- Education: Swarthmore College (BA)
- Occupations: Journalist, TV anchor and host
- Employer: France 24
- Known for: TV journalism

= François Picard (journalist) =

Franco-American journalist

François Picard is a Franco-American journalist for the English-language service of the France 24 cable news network. Based in Paris, he hosts the current affairs talk show The France 24 Debate as well as the Friday discussion show The World This Week, a journalists' roundtable.

== Early life ==
Picard, a dual national of France and the United States, attended the Lycée Français de New York. His first exposure to journalism was as a summer intern at the Paris photo news agency Sipa Press in 1984. Picard graduated with honors from Swarthmore College, in suburban Philadelphia. He also studied for two semesters at the Université de Paris-IV Sorbonne.

== Career ==

=== Early career ===
Picard began his professional career in New York State, working first in Hudson Valley local radio at WKIP in Poughkeepsie. He also worked at WRWD and WAMC. He won multiple awards for local news coverage, including from the New York State National Association of Broadcasters, the Associated Press and the National Association of Broadcasters.

In 1990 Picard returned to France, where he has reported for Radio France International (RFI), Marketplace radio, UPI and Eurosport. His assignments have included the 1994 D-Day commemorations, the building of EuroDisney (now Disneyland Paris) and the launch of Eurostar service between Paris and London. Among the sporting events he has covered include two Olympics Games, the Tour de France and the 1994 Football World Cup.

=== West Africa bureau chief ===
Picard's first African assignments for RFI took him to Mali and to Somalia before he was named as Abidjan staff bureau chief at age 27.

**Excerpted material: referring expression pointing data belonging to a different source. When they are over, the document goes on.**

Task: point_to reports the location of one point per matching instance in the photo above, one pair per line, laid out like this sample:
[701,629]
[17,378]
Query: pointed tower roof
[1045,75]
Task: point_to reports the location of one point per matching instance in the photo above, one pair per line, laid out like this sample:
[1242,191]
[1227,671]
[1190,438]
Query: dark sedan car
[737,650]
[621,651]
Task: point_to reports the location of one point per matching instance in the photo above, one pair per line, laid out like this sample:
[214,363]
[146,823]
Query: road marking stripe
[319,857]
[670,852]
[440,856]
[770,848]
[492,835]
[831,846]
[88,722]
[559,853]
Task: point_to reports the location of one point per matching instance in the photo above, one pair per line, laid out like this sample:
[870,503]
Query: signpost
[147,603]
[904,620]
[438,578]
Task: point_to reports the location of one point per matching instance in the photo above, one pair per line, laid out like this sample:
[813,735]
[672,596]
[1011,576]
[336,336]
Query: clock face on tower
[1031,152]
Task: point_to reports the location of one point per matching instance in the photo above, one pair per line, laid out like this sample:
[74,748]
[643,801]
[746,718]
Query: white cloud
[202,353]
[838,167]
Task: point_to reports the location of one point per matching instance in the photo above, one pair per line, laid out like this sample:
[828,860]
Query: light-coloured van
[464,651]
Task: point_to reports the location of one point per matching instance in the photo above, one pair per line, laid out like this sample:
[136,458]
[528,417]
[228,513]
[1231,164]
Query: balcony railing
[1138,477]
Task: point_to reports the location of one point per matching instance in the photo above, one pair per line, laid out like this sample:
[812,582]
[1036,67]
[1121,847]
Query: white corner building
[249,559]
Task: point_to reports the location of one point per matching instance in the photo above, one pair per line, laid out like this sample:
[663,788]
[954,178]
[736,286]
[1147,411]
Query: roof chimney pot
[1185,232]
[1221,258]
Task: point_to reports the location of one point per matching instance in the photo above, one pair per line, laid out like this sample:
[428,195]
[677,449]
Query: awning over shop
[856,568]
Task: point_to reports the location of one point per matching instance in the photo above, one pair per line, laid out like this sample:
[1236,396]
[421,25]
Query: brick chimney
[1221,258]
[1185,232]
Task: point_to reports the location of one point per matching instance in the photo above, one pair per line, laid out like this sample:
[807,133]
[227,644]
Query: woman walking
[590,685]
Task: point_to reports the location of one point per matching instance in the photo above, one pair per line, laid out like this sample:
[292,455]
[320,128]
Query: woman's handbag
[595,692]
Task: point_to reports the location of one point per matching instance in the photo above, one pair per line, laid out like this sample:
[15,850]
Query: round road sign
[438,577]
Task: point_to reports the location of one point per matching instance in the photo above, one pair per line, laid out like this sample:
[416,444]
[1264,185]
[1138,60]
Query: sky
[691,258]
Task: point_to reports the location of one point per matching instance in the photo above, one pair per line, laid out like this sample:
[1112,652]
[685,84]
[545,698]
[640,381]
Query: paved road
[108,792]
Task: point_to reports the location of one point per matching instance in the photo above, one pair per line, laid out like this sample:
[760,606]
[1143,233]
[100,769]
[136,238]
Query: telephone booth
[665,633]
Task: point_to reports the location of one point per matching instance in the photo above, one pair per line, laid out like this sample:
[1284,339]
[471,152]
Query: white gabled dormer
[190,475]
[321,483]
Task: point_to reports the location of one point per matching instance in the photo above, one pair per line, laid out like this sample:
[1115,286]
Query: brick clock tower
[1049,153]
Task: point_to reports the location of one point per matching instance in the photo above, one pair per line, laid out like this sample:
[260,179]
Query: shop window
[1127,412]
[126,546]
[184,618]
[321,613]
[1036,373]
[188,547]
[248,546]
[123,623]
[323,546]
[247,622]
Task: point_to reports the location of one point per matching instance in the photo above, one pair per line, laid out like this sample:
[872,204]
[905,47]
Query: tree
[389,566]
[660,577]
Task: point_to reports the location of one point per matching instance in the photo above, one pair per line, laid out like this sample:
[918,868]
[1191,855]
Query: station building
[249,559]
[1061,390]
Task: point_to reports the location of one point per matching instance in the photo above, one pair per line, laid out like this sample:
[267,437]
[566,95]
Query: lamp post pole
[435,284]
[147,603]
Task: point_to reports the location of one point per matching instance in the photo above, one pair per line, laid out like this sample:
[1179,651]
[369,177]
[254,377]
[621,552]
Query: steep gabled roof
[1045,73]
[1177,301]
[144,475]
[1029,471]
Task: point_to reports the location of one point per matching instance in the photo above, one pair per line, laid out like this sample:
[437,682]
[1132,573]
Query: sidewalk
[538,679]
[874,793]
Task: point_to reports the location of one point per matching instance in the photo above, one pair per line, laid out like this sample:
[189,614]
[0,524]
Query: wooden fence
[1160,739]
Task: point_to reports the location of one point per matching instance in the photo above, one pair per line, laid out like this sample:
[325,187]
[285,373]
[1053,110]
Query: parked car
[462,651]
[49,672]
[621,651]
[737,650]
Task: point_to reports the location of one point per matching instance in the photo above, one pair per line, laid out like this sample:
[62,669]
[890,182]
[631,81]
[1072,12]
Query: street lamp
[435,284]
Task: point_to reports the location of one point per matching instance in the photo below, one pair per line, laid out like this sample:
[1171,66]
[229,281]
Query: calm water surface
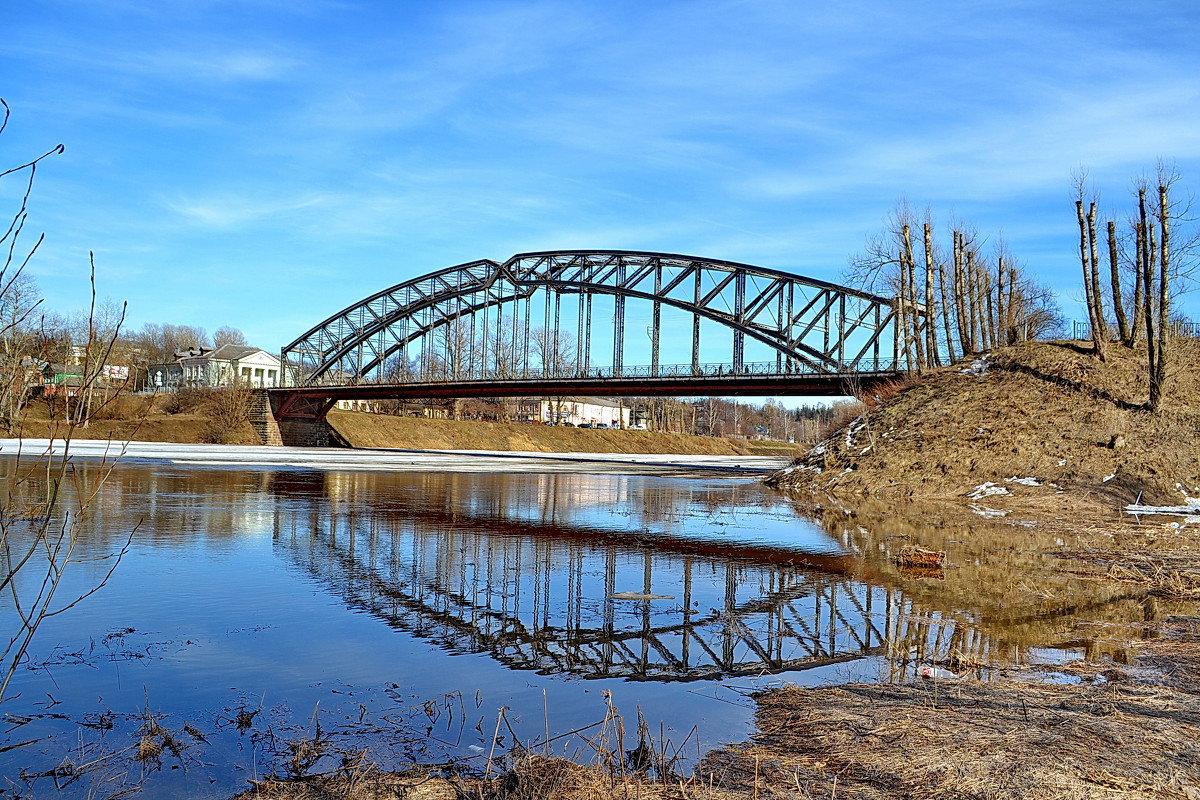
[402,612]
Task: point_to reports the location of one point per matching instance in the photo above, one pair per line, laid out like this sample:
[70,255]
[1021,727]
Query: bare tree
[1089,262]
[45,503]
[227,335]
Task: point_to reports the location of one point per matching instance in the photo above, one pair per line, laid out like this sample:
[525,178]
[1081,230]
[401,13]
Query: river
[436,615]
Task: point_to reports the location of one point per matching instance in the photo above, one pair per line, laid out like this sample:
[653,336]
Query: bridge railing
[441,374]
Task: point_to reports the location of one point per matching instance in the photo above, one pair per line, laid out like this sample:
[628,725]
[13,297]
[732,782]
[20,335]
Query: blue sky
[263,163]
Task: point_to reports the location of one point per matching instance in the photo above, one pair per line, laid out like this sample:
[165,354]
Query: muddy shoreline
[1117,723]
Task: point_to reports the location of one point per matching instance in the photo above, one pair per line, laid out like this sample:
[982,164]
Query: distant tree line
[1145,259]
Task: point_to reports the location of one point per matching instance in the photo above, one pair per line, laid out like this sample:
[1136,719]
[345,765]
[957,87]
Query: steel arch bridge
[571,318]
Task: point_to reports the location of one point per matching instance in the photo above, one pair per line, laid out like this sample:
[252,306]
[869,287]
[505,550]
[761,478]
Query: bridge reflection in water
[562,573]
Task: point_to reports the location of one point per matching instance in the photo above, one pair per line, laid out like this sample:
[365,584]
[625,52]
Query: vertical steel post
[579,336]
[739,301]
[618,338]
[655,325]
[841,331]
[695,328]
[525,362]
[587,341]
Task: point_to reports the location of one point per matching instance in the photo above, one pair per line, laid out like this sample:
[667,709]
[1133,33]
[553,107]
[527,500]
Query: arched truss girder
[815,325]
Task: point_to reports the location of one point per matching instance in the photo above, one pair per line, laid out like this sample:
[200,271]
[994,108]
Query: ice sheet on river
[459,461]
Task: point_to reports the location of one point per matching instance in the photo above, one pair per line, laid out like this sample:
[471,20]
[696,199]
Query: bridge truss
[581,313]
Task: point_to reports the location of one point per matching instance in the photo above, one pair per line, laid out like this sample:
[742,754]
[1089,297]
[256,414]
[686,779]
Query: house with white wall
[216,367]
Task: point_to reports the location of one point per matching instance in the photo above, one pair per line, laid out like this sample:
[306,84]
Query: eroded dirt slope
[1045,414]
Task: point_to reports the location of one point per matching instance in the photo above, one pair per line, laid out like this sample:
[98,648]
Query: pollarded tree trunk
[1115,280]
[1091,286]
[946,311]
[1158,380]
[1147,265]
[1101,331]
[960,298]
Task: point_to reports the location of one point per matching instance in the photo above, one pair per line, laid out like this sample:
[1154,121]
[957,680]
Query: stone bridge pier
[293,432]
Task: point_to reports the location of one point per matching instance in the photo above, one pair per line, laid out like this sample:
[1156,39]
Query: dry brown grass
[361,429]
[1043,410]
[969,740]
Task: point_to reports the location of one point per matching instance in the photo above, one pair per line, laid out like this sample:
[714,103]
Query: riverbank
[1017,468]
[397,459]
[1059,703]
[157,419]
[1042,422]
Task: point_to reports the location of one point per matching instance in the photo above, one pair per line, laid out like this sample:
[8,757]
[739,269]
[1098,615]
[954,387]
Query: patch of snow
[985,512]
[1023,481]
[1191,509]
[987,491]
[978,367]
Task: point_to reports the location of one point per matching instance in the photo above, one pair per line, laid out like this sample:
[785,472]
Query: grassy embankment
[165,419]
[1043,410]
[378,431]
[1053,566]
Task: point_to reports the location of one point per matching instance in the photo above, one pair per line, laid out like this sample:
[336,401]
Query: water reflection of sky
[358,596]
[364,595]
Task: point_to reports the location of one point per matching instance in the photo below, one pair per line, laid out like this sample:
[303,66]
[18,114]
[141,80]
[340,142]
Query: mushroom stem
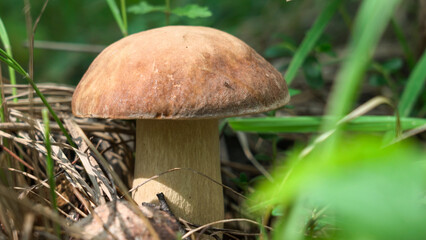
[162,145]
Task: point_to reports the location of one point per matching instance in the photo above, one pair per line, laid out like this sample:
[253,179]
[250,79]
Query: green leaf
[393,65]
[192,11]
[144,8]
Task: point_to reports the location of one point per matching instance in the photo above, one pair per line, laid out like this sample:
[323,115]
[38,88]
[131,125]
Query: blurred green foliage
[364,190]
[348,187]
[91,22]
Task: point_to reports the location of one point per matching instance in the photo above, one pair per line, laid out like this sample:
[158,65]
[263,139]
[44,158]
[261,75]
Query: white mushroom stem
[162,145]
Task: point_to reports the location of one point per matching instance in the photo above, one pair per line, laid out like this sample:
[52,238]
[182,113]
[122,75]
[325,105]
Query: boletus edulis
[177,82]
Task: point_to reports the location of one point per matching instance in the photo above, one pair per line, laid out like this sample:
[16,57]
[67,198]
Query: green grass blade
[305,124]
[50,166]
[117,16]
[4,38]
[404,43]
[12,63]
[311,38]
[414,87]
[370,23]
[124,16]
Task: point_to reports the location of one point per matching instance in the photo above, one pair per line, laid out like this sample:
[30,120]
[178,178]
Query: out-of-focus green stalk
[311,38]
[370,23]
[167,12]
[6,43]
[50,166]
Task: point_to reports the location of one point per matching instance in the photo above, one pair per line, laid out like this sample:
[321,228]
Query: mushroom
[177,82]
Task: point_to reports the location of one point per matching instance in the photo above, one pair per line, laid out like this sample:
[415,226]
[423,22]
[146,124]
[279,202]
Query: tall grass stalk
[415,85]
[121,19]
[4,57]
[311,38]
[404,43]
[4,38]
[50,166]
[370,23]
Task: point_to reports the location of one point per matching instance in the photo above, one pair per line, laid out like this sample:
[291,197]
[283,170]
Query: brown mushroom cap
[178,72]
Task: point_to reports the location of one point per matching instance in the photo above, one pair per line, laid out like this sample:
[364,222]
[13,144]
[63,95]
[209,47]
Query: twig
[165,207]
[187,169]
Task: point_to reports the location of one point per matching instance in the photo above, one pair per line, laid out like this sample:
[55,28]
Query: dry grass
[84,176]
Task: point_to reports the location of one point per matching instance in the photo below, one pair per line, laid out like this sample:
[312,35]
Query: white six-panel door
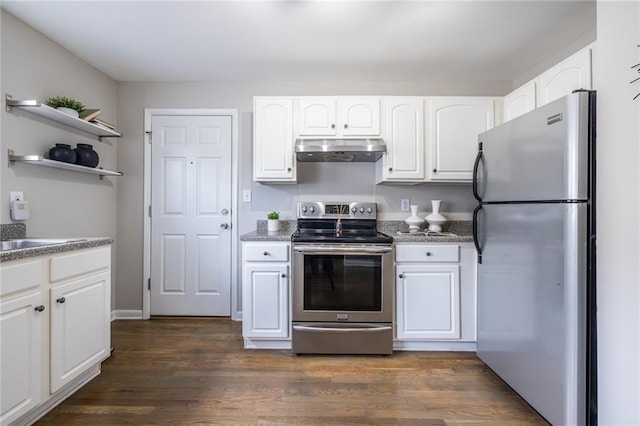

From 1995 to 1998, Picard chronicled Ivory Coast's escalating political tensions for both RFI and the French newspaper Le Monde, as well as civil war in Liberia and Sierra Leone. From Ivory Coast's 1995 boycotted election of Henri Konan Bédié and the arrival of the mercenaries Executive Outcomes in Sierra Leone to the April 1996 street fighting in Liberia's capital of Monrovia and Jerry Rawlings' 1996 re-election in Ghana, Picard has covered the entire region. He has reported several times from Nigeria, including the 1997 funeral in Lagos of the Afrobeat legend Fela Kuti. In 1997, Picard was among the foreign reporters trapped in a hotel surrounded by anti-government rebels in Sierra Leone's capital of Freetown.

=== France 24 ===
After returning to Paris and working for RFI's reporting assignment and business desks, Picard joined Eurosport.

When France 24 was launched on 6 December 2006, Picard was an opening-night news presenter for the network's English-language service. He then covered events such as the 2007 French presidential election, the 2008 financial crisis in Dubai, and in 2010 the Ivory Coast election and that country's subsequent return to civil war.

In 2010, Picard was named host of the flagship current affairs program The France 24 Debate. His panels bring together different perspectives on topics of the day, such as the 2015 Paris Climate Change Summit, Algeria's pro-democracy movement and Europe's migrant crisis. Picard's major interviews have included Nigerian President Muhammadu Buhari, who expressed his desire to negotiate directly with the northern Nigerian terrorist group Boko Haram for the release of 219 Chibok schoolgirls the group had kidnapped. Picard's shows often bring together prominent newsmakers and scholars. He has appeared on radio and TV debates as a guest and a moderator.

On Fridays, Picard hosts the journalists' roundtable The World This Week, first launched in partnership with the International Herald Tribune and, later, The Daily Beast. The American foreign editor Christopher Dickey was a regular panellist for the roundtable until his death in July 2020.